Son capitaine est grièvement blessé, et le lieutenant Anders, également blessé, prend néanmoins le commandement et ordonne aux mitrailleuses du bateau de tirer sur les avions japonais. Il a également supervisé l’évacuation du bateau avant qu’il ne coule, pour lequel il a reçu la Navy Cross, la plus haute distinction du service pour sa bravoure après la Médaille d’honneur.

Cet épisode, connu sous le nom d’incident de Panay, a exacerbé les tensions entre les États-Unis et le Japon, qui quatre ans plus tard attaquerait Pearl Harbor et entraînerait l’Amérique dans la Seconde Guerre mondiale.

Bill Anders est retourné aux États-Unis, a fréquenté le Grossmont High School dans le comté de San Diego, en Californie, et a été fasciné par les récits d’explorations de renommée mondiale. Suivant le parcours suivi par son père, il entre à l’Académie navale et obtient son diplôme en 1955, avec l’intention de devenir pilote. Il obtient une commission dans l’Armée de l’Air, la considérant comme plus adaptée que la Marine aux avancées de la science aéronautique.

Il a reçu ses ailes de pilote en 1956 et a servi comme pilote de chasse dans des escadrons d’intercepteurs en Californie et en Islande, traquant les bombardiers lourds soviétiques qui défiaient les limites de la défense aérienne américaine. En 1962, il a obtenu une maîtrise en génie nucléaire de l’Institut de technologie de l’US Air Force à la base aérienne Wright-Patterson dans l’Ohio. Un an plus tard, il rejoint la troisième classe d’astronautes de la NASA, même s’il manque d’expérience en tant que pilote d’essai, voie traditionnelle de vol pour l’agence.

À la NASA, le major Anders est devenu un spécialiste des rayonnements spatiaux, dont les effets étaient considérés comme un danger potentiel pour les futurs astronautes. Il s’est également entraîné sur un module qui serait utilisé pour transporter des astronautes d’une capsule en orbite lunaire jusqu’à la surface lunaire, le futur atterrisseur lunaire.

Apollo 8 a été conçu pour orbiter autour de la Terre avec le module que le major Anders testerait en vol. Mais son développement a été retardé et la mission a donc été reprogrammée en tant qu’orbiteur lunaire, sans le module, une tentative prématurée et risquée de battre les Russes en orbite autour de la surface lunaire. La mission a été un grand succès et ses astronautes ont été célébrés lors de défilés à New York, Chicago et Washington, et ont comparu devant une session conjointe du Congrès.

En 1969, le major Anders a pris sa retraite de la NASA et de l’armée de l’air après avoir accepté un poste de secrétaire exécutif du Conseil national de l’aéronautique et de l’espace, une entité consultative présidentielle.
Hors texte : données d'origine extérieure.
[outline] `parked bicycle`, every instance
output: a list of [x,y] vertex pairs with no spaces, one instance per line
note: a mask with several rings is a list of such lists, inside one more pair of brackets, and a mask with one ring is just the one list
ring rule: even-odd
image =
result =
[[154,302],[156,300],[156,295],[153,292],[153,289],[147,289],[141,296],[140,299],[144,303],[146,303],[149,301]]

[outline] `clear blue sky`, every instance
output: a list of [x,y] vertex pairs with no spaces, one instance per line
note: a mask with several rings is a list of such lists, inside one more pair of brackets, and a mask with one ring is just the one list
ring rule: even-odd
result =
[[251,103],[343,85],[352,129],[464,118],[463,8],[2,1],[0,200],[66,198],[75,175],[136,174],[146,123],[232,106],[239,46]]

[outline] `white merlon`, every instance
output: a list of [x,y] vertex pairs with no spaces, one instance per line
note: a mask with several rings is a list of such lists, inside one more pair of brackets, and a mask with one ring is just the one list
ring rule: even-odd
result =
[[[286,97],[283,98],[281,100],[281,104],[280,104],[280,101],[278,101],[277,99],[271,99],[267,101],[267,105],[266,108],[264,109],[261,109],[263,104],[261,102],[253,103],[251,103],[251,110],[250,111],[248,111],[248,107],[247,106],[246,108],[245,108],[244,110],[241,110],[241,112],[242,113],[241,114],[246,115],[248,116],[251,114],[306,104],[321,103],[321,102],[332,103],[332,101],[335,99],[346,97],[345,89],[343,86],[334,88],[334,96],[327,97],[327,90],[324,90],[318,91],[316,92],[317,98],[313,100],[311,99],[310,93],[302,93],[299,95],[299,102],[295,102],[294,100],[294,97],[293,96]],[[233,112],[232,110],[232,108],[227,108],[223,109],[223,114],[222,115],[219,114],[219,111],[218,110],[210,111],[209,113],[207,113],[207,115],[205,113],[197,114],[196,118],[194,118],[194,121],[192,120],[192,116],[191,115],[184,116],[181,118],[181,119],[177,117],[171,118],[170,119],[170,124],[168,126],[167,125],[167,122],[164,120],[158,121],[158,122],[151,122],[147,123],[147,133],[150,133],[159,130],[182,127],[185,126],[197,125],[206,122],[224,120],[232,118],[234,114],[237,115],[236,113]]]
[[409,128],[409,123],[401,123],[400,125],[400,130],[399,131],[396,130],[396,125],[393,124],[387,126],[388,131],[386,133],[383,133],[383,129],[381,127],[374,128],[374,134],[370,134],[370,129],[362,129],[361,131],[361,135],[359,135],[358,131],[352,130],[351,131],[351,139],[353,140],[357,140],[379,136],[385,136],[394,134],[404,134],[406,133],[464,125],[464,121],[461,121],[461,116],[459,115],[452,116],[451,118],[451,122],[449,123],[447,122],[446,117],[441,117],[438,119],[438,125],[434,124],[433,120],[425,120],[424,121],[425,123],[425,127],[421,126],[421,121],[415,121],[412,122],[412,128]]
Il a ensuite été membre de la Commission de l’énergie atomique, premier président de la Commission de réglementation nucléaire et ambassadeur en Norvège. Après avoir quitté la fonction publique, il a occupé des postes de direction chez General Electric et Textron et a été président-directeur général de General Dynamics, un important entrepreneur de défense.

Il a pris sa retraite de la Réserve de l’Armée de l’Air en 1988 en tant que général de division.

Il laisse dans le deuil son épouse, Valerie (Hoard) Anders; ses fils Alan, Glen, Greg et Eric; et ses filles, Gayle et Diana.

Le major Anders vivait dans l’État de Washington, où lui et sa femme fondé un musée de l’aviation dans 1996.

Bien que 12 Américains allaient marcher sur la Lune, M. Anders n’en faisait pas partie, Apollo 8 étant son seul vol spatial. Mais cela ne semblait jamais le déranger. Il semblait que depuis son point d’observation en orbite, la topographie de la lune n’était pas inspirante, contrairement à la beauté de la maison qu’il avait capturée dans “Earthrise”.

“J’utilise la description peu poétique de ‘plage sale'”, a-t-il déclaré à propos de la surface sévère de la lune, ajoutant : “vous pouvez imaginer à quel point les poètes me donnent l’enfer”.

Orlando Mayorquín contribué aux rapports et Susan C. Beachy l’apport de la recherche.